In an ongoing attack this morning, Web3 platform UXLINK said that criminals had stolen “a significant amount of cryptocurrency.” Later, it added that the attackers are now minting billions of their namesake native token, which crashed 70% today.
On Monday evening, the team said they identified that their multi-signature wallet was breached, and the funds were transferred to both centralized and decentralized crypto exchanges.
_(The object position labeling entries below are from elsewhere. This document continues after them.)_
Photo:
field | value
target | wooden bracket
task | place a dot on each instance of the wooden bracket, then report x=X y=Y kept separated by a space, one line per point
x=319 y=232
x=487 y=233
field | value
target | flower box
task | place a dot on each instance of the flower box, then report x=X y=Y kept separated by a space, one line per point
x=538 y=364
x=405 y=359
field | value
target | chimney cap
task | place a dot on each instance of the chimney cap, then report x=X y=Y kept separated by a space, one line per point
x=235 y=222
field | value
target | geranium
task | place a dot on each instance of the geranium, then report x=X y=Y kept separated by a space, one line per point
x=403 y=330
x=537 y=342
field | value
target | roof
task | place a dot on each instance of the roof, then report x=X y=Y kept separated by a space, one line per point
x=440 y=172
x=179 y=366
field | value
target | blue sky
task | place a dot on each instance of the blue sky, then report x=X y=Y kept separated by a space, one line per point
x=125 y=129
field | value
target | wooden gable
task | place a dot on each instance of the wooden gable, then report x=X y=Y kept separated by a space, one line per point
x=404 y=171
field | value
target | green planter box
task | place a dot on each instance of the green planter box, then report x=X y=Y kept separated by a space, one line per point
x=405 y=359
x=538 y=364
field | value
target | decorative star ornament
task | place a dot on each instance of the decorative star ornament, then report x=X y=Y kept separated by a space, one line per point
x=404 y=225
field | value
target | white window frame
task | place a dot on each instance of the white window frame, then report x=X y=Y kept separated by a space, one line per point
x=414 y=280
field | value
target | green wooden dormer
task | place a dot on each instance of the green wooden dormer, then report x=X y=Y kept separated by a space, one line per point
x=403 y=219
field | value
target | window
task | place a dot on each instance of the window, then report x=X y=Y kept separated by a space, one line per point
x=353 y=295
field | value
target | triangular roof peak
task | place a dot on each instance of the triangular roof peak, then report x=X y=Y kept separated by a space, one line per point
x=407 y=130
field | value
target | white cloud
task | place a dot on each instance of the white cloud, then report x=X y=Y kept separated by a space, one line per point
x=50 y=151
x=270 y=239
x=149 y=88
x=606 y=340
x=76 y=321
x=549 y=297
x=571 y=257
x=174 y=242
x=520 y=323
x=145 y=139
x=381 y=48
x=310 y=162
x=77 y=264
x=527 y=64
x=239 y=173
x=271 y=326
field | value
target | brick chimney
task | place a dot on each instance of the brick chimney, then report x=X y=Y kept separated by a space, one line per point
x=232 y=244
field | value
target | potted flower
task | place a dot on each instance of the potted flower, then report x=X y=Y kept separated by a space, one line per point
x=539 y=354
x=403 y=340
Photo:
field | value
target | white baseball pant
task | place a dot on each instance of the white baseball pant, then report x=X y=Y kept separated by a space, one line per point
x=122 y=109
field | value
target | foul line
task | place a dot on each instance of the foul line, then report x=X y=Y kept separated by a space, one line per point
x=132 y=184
Later, they revealed that “a large portion of the stolen assets has already been frozen.”
However, in subsequent updates this morning, UXLINK confirmed the attackers are “continuously conducting unauthorized minting of UXLINK tokens,” meaning that the criminals are creating tokens out of thin air.
According to blockchain security specialist PeckShield, at least 2 billion tokens were minted, worth around $183 million at the time of writing.
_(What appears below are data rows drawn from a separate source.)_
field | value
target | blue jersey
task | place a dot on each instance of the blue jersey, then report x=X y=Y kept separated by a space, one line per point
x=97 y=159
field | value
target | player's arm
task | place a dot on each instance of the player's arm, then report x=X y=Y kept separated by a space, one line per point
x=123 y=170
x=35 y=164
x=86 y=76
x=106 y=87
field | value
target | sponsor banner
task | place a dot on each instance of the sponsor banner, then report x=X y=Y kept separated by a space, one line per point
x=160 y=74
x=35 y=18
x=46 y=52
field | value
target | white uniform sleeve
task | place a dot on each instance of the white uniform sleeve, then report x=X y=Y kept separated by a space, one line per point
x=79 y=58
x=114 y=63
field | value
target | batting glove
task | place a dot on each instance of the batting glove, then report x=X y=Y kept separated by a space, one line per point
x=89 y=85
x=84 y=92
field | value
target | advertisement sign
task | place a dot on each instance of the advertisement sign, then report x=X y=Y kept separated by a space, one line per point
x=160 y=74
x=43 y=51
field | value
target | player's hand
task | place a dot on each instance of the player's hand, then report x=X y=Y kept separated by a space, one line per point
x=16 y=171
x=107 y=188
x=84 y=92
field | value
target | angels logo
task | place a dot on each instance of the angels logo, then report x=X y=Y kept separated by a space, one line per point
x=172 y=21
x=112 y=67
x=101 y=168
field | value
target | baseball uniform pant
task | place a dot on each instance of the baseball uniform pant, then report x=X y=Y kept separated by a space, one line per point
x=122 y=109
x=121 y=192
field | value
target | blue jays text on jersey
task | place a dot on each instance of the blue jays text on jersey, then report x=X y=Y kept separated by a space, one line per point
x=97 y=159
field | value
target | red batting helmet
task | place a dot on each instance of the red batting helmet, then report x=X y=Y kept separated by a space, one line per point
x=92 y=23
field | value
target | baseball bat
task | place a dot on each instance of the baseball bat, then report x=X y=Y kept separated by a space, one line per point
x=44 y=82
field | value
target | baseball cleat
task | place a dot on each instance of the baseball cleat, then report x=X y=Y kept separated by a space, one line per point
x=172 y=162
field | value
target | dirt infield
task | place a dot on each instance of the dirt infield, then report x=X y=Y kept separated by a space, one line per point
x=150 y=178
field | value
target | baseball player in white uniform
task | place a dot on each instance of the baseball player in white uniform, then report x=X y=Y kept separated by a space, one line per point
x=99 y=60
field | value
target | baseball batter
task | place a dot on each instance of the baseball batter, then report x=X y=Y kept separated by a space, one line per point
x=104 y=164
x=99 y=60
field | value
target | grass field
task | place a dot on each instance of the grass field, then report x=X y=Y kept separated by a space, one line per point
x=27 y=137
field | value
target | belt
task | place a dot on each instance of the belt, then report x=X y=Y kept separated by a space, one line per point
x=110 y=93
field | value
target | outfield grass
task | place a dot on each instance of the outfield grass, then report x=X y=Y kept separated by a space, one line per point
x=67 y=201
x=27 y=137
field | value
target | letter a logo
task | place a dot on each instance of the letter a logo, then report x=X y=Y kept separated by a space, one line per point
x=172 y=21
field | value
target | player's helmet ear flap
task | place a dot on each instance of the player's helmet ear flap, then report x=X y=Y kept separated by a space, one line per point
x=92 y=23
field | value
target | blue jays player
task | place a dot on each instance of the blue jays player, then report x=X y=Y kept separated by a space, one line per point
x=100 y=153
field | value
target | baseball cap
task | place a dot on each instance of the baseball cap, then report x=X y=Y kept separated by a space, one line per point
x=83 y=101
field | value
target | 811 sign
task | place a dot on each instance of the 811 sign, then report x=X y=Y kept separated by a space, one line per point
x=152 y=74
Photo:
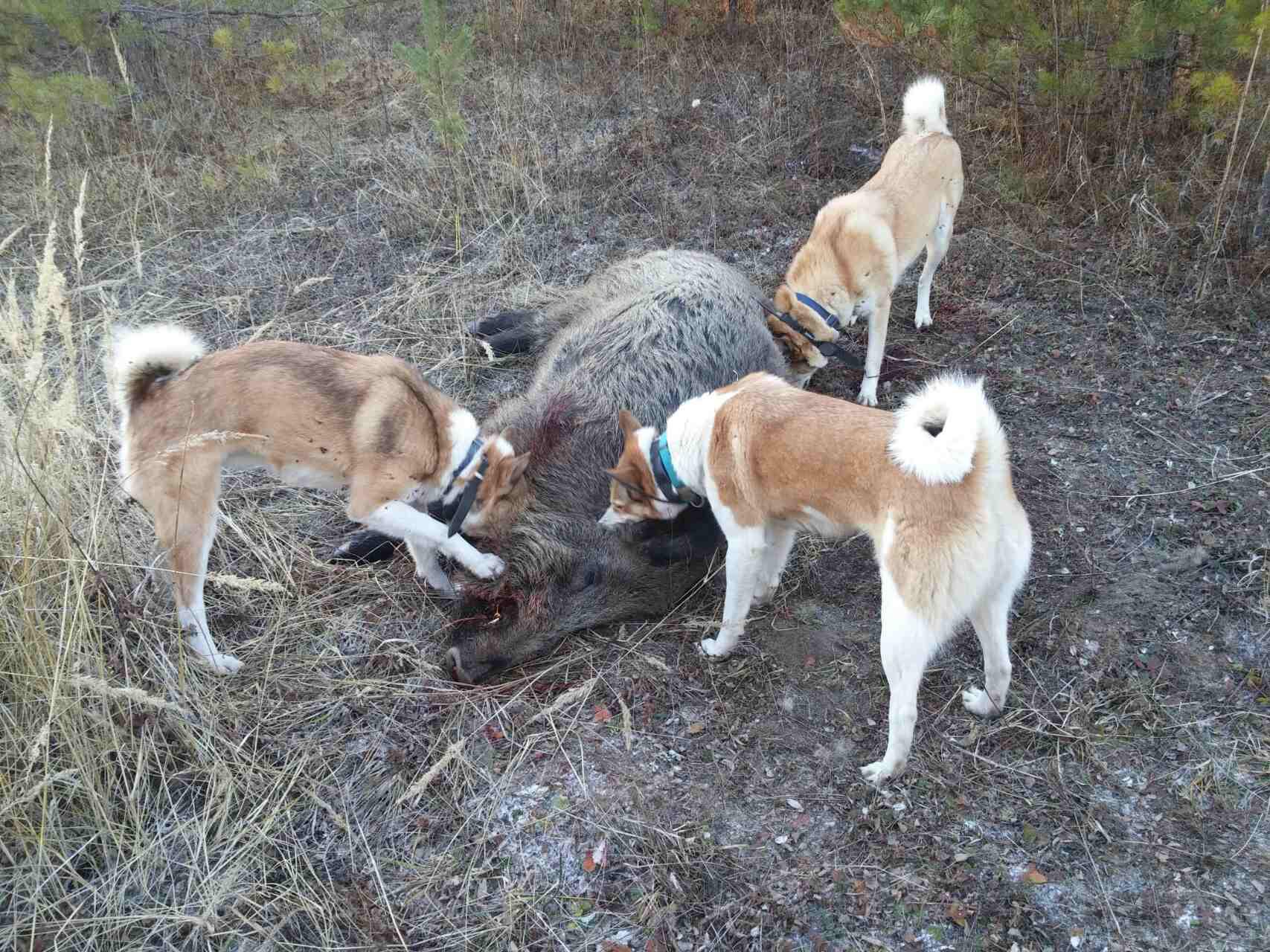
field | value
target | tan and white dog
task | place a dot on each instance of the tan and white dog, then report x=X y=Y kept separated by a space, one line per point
x=862 y=242
x=315 y=416
x=929 y=484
The Web3 platform’s team said they are reaching out to centralized exchanges to temporarily suspend trading of their token. At the time of writing, the price of UXLINK is down 70% in a day.
While the exact scope of the attack is unknown, crypto security experts provided different numbers.
For example, @officer_cia and Cyvers detected $11.3 million in “suspicious transactions” in stablecoins, wrapped bitcoin (WBTC) (a tokenized version of bitcoin), and ethereum (ETH), though this number was later raised to $15 million. Researchers at CertiK put the figure above $21.7 million.
Meanwhile, Scam Sniffer found “the UXLINK exploiter address appears to have signed a malicious increaseAllowance approval to a phishing contract, resulting in ~542M UXLINK being moved to phishing addresses.”
The UXLINK team was also criticized by security expert and researcher Taylor Monahan from the most popular ETH wallet, MetaMask, for failing to contain the attack.
“The hackers went to bed and got a good night’s sleep and then came back for a late start and were like ‘hmmm what else can we do seeing as the team has done NOTHING in the last 10+ hours,'” she said.
However, it seems that the hackers themselves might have been attacked.
Analysts at Lookonchain found that “the hacker who attacked $UXLINK was targeted by a phishing attack and lost 542M $UXLINK ($48M).” No other details have been provided.